Резко говорил боярин, но с достоинством, мудро — такова ныне Гора, такова и вся Русь.
— Мы пойдем за тобой, — продолжал Воротислав, — есть на свете Византия, но есть и Русь; в Константинополе сидит император, а в городе Киеве ты князь и наш василевс; они похваляются своими законами, а у нас свой, русский покон; но, видно, надо утверждать и новые законы. Не так ли я говорю, бояре и воеводы? — обернулся Воротислав к стоявшим в Золотой палате мужам.
— Так, боярин Воротислав, так! — подтвердила палата. — И о вере, о христианах скажи…
— И о вере скажу, мужи, — закончил Воротислав. — Впрочем, о чем говорить? Мы уже христиане, княже!
5
В эту ночь князь Владимир спать не ложился. На какую-то минуту он зашел к Рогнеде — ей, своей жене, он хотел поведать думы, тревожившие душу и не дававшие спать.
Однако беседа длилась недолго. Трудно ей было понять, что требовало от князя боярство, какие помыслы тревожили Владимира — Рогнеда опять, в который уже раз, столкнулась с собственным горем, разрывавшим на части ее сердце…
— Снова брань, — жаловалась она. — Как быстро миновали мир и покой, как внезапно все это случилось.
Склонив голову мужу на грудь, она тихо, беззвучно заплакала.
— Перестань, Рогнеда, — сказал он сурово, даже черство. — Не плачь, к чему тут слезы? Императоры ромеев оскорбили киевского князя, обидели и унизили всю Русь…
О, княгиня Рогнеда тотчас подняла голову. Честь мужа Владимира — ее честь, поношение Руси — одновременно и ее поношение.
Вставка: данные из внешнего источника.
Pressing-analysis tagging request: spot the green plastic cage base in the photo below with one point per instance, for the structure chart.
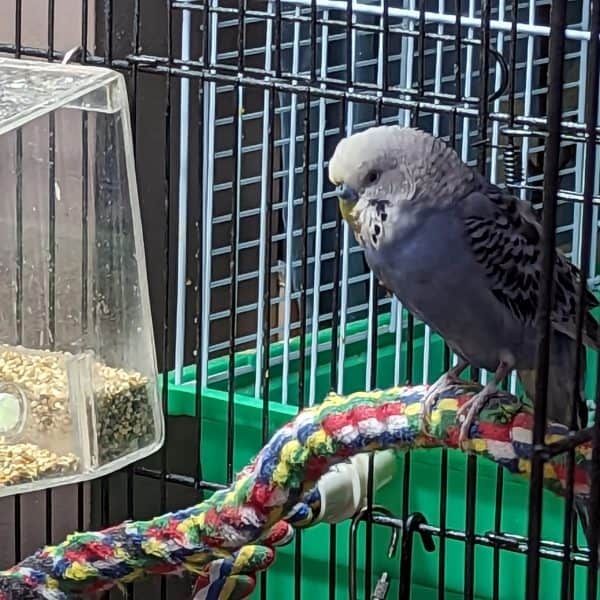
(424, 473)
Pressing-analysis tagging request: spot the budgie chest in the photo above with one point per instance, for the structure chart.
(431, 270)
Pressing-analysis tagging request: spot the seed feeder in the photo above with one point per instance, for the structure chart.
(79, 391)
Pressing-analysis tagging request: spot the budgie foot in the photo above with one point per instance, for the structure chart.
(470, 410)
(452, 377)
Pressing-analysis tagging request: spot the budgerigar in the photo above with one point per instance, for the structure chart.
(464, 256)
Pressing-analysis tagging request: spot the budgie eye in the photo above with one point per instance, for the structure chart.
(372, 177)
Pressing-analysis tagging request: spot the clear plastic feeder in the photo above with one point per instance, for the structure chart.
(78, 378)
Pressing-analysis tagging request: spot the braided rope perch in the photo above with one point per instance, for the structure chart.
(280, 484)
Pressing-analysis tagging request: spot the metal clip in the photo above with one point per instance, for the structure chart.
(382, 587)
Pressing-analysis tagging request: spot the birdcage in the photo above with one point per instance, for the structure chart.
(262, 299)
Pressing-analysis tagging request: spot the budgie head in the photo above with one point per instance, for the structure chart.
(387, 175)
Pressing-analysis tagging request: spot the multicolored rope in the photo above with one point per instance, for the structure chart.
(280, 485)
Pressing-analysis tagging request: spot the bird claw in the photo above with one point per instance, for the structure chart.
(472, 408)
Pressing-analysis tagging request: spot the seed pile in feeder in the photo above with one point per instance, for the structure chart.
(123, 415)
(21, 463)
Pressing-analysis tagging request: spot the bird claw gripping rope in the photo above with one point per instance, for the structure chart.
(229, 536)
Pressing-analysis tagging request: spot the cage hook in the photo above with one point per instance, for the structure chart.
(358, 517)
(503, 70)
(412, 524)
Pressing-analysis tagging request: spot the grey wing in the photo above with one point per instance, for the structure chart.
(506, 239)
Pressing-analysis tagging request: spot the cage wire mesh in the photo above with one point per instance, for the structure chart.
(237, 107)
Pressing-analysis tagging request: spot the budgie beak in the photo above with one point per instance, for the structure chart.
(347, 197)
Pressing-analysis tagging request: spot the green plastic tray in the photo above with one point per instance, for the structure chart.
(425, 483)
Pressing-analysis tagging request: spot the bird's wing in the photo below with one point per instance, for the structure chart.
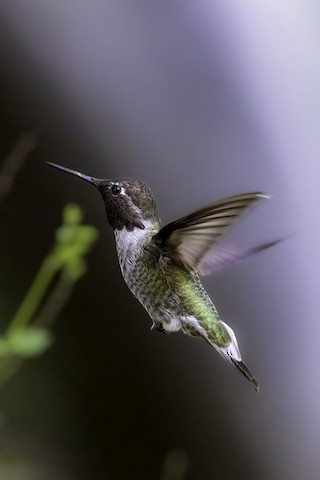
(189, 240)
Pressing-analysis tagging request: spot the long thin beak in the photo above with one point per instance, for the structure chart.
(93, 180)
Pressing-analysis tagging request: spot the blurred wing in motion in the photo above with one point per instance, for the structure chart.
(188, 240)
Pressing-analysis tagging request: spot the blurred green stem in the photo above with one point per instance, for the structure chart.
(37, 291)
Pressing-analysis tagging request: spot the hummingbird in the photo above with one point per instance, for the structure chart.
(162, 265)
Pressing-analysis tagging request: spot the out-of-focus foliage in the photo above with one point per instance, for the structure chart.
(27, 334)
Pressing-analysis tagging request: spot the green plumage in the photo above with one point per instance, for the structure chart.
(161, 264)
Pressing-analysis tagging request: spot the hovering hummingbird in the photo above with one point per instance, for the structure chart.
(161, 264)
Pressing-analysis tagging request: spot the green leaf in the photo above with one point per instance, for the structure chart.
(72, 214)
(29, 342)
— Коли так, — промолвила Рогнеда и утерла на щеках слезы, — поезжай, муж мой…
— Я должен стать равным императорам, — говорил Владимир, — а Русь поставить наравне с Византией.
— Иди, супруг мой!
— Должен утвердить в Руси новый закон!
— Утверждай, княже!
— Ты не плачь, не горюй, каким уезжаю, таким и вернусь, Рогнеда!
— Верю, Владимир! Этим и живу! Благословляю и молюсь за тебя…
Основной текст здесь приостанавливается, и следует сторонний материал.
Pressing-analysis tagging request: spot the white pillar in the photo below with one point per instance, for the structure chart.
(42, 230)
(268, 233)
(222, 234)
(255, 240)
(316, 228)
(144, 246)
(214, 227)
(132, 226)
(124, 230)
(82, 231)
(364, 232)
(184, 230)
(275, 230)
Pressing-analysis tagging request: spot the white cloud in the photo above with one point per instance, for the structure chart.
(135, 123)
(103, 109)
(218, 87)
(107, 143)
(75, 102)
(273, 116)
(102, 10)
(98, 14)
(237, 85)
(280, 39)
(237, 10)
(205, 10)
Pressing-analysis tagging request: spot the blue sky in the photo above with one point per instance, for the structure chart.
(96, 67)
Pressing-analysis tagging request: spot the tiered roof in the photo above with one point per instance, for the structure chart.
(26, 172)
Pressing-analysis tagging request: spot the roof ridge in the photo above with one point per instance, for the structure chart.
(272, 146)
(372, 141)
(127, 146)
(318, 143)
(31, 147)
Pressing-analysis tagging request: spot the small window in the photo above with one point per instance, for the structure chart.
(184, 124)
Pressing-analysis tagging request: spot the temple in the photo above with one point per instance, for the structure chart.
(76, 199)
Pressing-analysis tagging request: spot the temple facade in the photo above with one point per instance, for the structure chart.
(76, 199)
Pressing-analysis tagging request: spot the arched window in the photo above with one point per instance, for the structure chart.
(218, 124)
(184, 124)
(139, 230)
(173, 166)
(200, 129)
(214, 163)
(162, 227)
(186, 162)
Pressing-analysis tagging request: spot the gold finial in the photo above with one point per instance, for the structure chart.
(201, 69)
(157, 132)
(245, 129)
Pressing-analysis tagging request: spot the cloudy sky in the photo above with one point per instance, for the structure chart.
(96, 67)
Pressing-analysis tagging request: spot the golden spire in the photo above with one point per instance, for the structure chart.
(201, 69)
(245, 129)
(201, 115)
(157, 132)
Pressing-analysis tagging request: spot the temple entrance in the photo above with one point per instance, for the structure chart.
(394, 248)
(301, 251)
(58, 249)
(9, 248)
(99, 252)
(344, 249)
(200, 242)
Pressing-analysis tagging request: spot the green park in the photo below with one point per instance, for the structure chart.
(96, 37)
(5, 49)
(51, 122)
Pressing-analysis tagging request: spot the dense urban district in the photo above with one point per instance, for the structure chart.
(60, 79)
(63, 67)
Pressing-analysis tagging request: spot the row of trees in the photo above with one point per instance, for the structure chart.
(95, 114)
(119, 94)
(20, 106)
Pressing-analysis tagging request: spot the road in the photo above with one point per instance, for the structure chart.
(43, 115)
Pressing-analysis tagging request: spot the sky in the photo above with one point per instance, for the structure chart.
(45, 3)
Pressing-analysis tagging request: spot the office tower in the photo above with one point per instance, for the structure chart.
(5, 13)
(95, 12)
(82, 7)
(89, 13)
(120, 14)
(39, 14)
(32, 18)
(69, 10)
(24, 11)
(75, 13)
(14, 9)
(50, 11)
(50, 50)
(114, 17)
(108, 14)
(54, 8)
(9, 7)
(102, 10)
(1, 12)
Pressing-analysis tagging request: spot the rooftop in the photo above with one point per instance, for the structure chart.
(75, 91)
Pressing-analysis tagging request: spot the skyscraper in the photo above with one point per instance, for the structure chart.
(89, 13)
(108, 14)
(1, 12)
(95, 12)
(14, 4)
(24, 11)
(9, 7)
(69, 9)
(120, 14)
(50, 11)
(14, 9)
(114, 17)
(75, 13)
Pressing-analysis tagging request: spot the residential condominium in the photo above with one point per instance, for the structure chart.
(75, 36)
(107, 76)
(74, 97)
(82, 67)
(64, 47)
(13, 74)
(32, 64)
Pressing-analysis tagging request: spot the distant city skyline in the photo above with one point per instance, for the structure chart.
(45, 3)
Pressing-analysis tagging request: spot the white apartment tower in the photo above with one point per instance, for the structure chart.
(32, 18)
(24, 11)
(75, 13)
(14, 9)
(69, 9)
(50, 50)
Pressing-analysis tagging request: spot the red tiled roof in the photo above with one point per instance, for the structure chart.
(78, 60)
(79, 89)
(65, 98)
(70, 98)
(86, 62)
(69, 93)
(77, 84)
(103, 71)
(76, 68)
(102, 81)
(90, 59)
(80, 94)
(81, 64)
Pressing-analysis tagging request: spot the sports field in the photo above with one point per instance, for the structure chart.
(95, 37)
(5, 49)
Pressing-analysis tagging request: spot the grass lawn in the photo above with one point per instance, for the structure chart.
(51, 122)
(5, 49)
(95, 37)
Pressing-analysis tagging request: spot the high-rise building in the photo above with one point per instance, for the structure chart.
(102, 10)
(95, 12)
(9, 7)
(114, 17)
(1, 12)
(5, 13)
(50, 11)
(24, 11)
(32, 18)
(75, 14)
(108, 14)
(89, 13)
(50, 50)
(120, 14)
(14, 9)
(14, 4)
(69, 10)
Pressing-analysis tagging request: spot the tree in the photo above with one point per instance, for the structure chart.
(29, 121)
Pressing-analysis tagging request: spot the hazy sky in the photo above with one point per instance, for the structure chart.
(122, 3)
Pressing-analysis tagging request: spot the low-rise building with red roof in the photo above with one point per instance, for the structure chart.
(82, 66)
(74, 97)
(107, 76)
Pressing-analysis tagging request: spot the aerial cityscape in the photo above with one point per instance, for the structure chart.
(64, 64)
Звезды плыли за окнами по своим извечным орбитам, ветви деревьев стояли на страже за стенами; у самой груди Владимира билось родное ему сердце, в эту пору ночи, в такую минуту, оставшись наедине, они должны были говорить откровенно, искренне, и Рогнеда сказала все, что думала.
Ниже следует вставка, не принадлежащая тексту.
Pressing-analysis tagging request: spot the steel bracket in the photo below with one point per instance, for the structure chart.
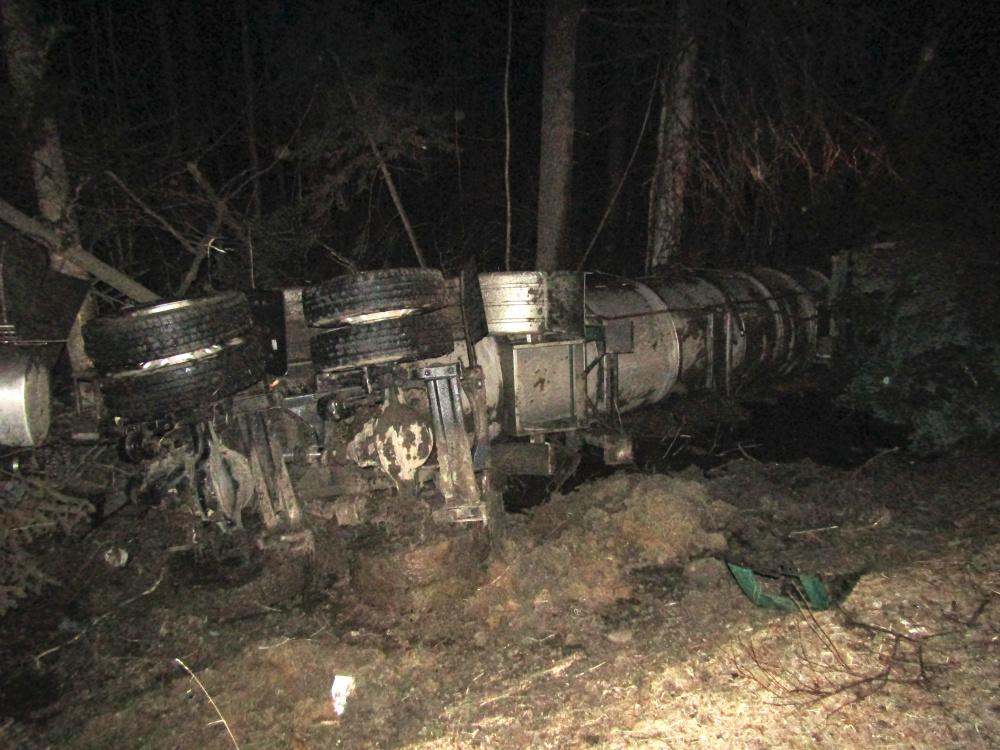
(456, 463)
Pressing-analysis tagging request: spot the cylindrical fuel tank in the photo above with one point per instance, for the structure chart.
(650, 371)
(712, 329)
(24, 399)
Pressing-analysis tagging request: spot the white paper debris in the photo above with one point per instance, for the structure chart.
(343, 686)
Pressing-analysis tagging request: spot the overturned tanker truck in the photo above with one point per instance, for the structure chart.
(349, 394)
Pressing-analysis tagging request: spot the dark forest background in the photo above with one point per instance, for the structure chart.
(244, 129)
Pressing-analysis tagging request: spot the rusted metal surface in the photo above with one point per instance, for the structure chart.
(715, 329)
(545, 387)
(24, 399)
(457, 480)
(649, 373)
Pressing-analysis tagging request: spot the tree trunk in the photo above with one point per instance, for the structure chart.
(251, 105)
(556, 161)
(26, 66)
(169, 76)
(673, 147)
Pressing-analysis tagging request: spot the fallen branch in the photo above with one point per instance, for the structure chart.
(42, 235)
(154, 215)
(384, 169)
(212, 701)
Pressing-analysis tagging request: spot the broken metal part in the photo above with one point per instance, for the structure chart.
(403, 441)
(617, 446)
(457, 476)
(227, 481)
(545, 387)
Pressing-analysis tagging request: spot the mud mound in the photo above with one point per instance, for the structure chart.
(578, 551)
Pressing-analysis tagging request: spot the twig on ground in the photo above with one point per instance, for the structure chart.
(877, 456)
(212, 701)
(96, 620)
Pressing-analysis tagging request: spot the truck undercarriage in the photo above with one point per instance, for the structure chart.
(402, 383)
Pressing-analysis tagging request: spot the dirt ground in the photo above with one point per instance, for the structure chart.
(606, 618)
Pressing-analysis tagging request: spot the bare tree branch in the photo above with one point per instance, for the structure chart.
(44, 236)
(154, 215)
(386, 175)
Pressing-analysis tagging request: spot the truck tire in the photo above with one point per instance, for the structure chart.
(164, 329)
(186, 386)
(403, 339)
(372, 296)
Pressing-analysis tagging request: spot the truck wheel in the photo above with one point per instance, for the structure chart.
(186, 385)
(164, 329)
(394, 340)
(373, 296)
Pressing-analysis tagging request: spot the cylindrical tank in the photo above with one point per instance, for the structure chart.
(713, 329)
(24, 399)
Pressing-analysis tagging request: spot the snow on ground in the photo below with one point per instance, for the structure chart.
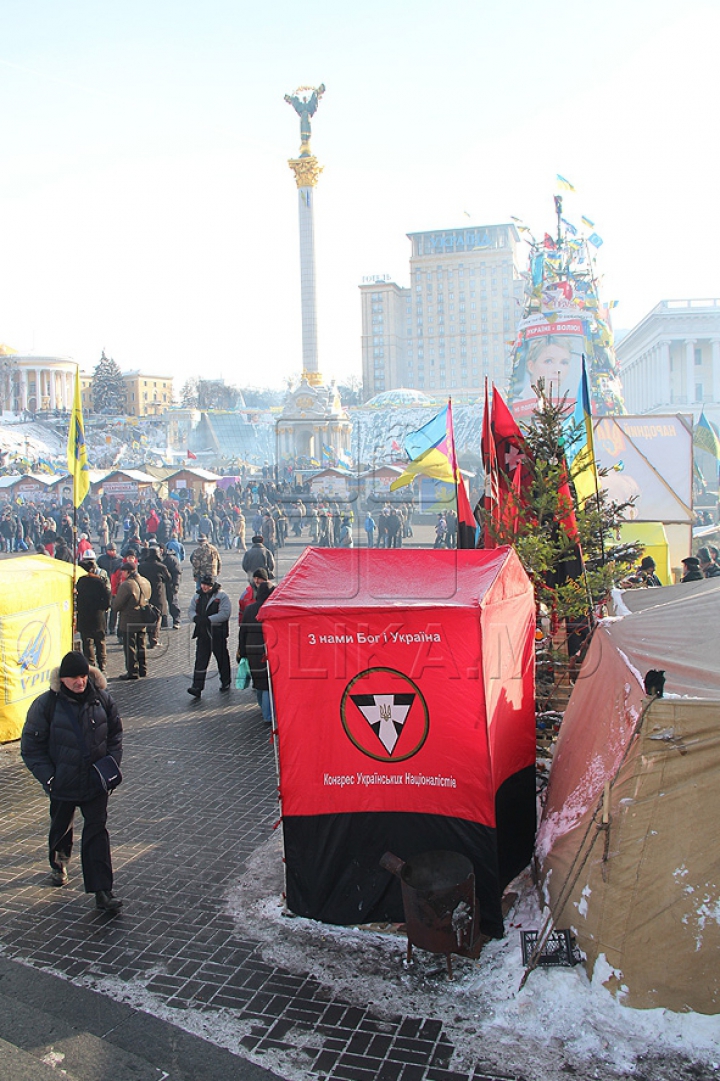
(560, 1025)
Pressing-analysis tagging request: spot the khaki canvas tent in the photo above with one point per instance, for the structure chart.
(647, 880)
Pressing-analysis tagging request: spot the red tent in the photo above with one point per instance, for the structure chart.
(403, 685)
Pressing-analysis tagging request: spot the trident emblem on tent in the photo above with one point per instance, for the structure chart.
(389, 721)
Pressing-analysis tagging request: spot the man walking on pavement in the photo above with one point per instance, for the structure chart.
(109, 561)
(205, 559)
(93, 594)
(130, 598)
(257, 556)
(172, 587)
(210, 610)
(69, 728)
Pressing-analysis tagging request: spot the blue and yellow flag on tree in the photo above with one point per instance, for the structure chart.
(580, 445)
(705, 438)
(77, 449)
(428, 450)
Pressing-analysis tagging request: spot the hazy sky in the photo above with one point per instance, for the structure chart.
(146, 205)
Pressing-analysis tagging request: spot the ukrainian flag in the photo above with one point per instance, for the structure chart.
(429, 453)
(705, 438)
(563, 184)
(580, 449)
(77, 449)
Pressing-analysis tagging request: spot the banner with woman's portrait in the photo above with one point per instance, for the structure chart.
(548, 347)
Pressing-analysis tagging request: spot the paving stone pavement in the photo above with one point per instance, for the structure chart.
(198, 800)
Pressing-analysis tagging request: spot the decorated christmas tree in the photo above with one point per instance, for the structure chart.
(564, 319)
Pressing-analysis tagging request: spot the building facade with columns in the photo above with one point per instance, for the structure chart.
(456, 322)
(671, 360)
(39, 384)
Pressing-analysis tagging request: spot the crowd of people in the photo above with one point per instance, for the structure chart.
(131, 588)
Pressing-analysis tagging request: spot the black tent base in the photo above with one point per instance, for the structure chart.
(333, 872)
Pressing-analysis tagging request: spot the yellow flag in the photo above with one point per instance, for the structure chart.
(77, 449)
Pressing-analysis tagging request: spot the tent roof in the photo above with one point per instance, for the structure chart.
(377, 577)
(672, 628)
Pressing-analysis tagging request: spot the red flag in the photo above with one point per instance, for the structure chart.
(466, 522)
(511, 464)
(567, 508)
(491, 502)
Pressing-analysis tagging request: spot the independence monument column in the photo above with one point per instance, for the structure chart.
(306, 169)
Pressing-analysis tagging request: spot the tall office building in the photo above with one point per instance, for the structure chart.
(456, 322)
(671, 359)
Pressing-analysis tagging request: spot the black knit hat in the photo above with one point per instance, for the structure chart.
(74, 665)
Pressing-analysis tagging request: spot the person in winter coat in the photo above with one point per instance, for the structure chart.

И князь Владимир, казалось, сказал ей все — да, снова поход, снова брань, разлука…
У Перевесищанских ворот поджидал князя Владимира воевода Волчий Хвост.
— Я сделал все, как ты повелел, княже… Кони готовы, во дворе над Стугной нас ждут, можем ехать.
— Воевода! О том, что мы делаем, никто не должен знать.
— Я твой слуга, княже.
— Вот и поедем.
Воевода мчался впереди, он хорошо знал дорогу к Стугне, на берегу которой был княжий, а рядом и его собственный двор. Князь, глубоко задумавшись, молча скакал за ним.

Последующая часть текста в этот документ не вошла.